Angesichts der immensen CO₂-Emissionen des Transportsektors muss und wird der Diesel-Lkw nach mehr als einem Jahrhundert Dominanz aus unserem Straßenbild verschwinden. Vor allem zwei elektrischen Alternativen wird seine Ablösung zugetraut: dem Batterie- und dem Wasserstoff-Antrieb. Wasserstoff wird derzeit stark vorangetrieben. Auch bei TRATON, einem der weltweit führenden Nutzfahrzeughersteller, rechnen wir mit einer Transformation Europas hin zur Wasserstoffwirtschaft – insbesondere in schwer zu dekarbonisierenden Industrien, etwa in Stahlwerken. Doch im Lkw-Verkehr, gerade auf der Langstrecke, werden reine E-Lkw in den meisten Fällen die günstigere und umweltfreundlichere Lösung sein. Denn der Wasserstoff-Lkw hat einen entscheidenden Nachteil: Nur etwa ein Viertel der Ausgangsenergie fließt in den Antrieb, drei Viertel gehen durch Umwandlungsverluste verloren. Beim E-Lkw ist das Verhältnis umgekehrt.

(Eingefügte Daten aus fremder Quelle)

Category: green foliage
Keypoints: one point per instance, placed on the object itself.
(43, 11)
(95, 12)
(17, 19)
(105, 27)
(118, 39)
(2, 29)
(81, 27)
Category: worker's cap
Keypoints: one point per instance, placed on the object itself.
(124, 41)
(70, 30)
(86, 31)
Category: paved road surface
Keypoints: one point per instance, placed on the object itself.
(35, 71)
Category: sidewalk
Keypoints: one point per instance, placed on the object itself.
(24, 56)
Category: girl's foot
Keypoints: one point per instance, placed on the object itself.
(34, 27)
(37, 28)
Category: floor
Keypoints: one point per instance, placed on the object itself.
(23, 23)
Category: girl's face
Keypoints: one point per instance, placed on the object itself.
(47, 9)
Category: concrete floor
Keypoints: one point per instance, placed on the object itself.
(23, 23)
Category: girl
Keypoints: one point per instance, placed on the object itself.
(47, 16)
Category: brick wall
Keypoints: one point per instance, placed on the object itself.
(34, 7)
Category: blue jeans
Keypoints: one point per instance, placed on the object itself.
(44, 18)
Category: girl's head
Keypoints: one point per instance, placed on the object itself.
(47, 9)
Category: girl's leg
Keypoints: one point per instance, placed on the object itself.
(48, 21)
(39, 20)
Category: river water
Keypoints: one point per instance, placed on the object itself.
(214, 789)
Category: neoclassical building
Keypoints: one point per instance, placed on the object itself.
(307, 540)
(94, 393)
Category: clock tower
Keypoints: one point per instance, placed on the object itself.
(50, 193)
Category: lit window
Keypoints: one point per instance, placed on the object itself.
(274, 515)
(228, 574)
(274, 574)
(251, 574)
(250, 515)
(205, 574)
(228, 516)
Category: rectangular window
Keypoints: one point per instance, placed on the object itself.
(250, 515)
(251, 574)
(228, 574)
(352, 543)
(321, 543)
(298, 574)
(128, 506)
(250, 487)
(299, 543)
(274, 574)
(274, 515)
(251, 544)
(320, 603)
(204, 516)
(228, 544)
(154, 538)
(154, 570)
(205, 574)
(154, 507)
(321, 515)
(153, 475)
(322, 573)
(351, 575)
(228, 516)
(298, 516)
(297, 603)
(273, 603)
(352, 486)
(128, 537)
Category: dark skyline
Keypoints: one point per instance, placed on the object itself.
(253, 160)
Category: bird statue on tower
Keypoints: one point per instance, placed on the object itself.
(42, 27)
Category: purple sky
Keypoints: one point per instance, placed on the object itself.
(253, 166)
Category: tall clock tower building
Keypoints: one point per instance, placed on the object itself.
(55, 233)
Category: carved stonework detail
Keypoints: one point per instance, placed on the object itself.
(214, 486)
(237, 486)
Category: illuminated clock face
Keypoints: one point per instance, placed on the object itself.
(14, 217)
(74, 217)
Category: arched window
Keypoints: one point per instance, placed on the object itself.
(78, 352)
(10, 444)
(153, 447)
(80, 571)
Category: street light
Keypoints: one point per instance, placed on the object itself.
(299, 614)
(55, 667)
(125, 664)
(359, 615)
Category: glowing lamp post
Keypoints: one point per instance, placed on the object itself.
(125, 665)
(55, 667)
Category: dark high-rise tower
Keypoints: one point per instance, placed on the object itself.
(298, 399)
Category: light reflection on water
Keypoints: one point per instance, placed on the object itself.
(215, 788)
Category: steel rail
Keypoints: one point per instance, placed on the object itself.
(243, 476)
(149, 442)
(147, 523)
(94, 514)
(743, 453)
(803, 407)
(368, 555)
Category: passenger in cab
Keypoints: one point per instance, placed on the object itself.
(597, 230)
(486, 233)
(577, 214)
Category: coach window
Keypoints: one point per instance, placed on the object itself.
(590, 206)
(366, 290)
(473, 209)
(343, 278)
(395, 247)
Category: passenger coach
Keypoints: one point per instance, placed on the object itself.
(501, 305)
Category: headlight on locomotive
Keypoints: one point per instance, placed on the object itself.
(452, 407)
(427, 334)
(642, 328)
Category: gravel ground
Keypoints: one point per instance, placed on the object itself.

Nicht einmal importierter Wasserstoff – und sei es via Pipeline aus einem hocheffizienten Solar-Wind-Hybridkraftwerk in Nordafrika – kann den daraus resultierenden Nachteil bei den Energiekosten ausgleichen. So wird jenseits regionaler Nischen selbst aus Produktionskosten von einem Euro je Kilo Wasserstoff, wie sie manche Studie erwartet, schnell ein Tankstellenpreis von vier Euro je Kilo. Besonders herausfordernd wird es, diesen Wert europaweit in ausreichenden Mengen zu erreichen: Allein der Bedarf der Stahlwerke übersteigt bereits die gesamte derzeit für 2030 geplante Produktionskapazität an grünem Wasserstoff. Außerdem werden langfristig wohl auch auf Wasserstoff Abgaben anfallen, wie heute schon auf Diesel und Strom.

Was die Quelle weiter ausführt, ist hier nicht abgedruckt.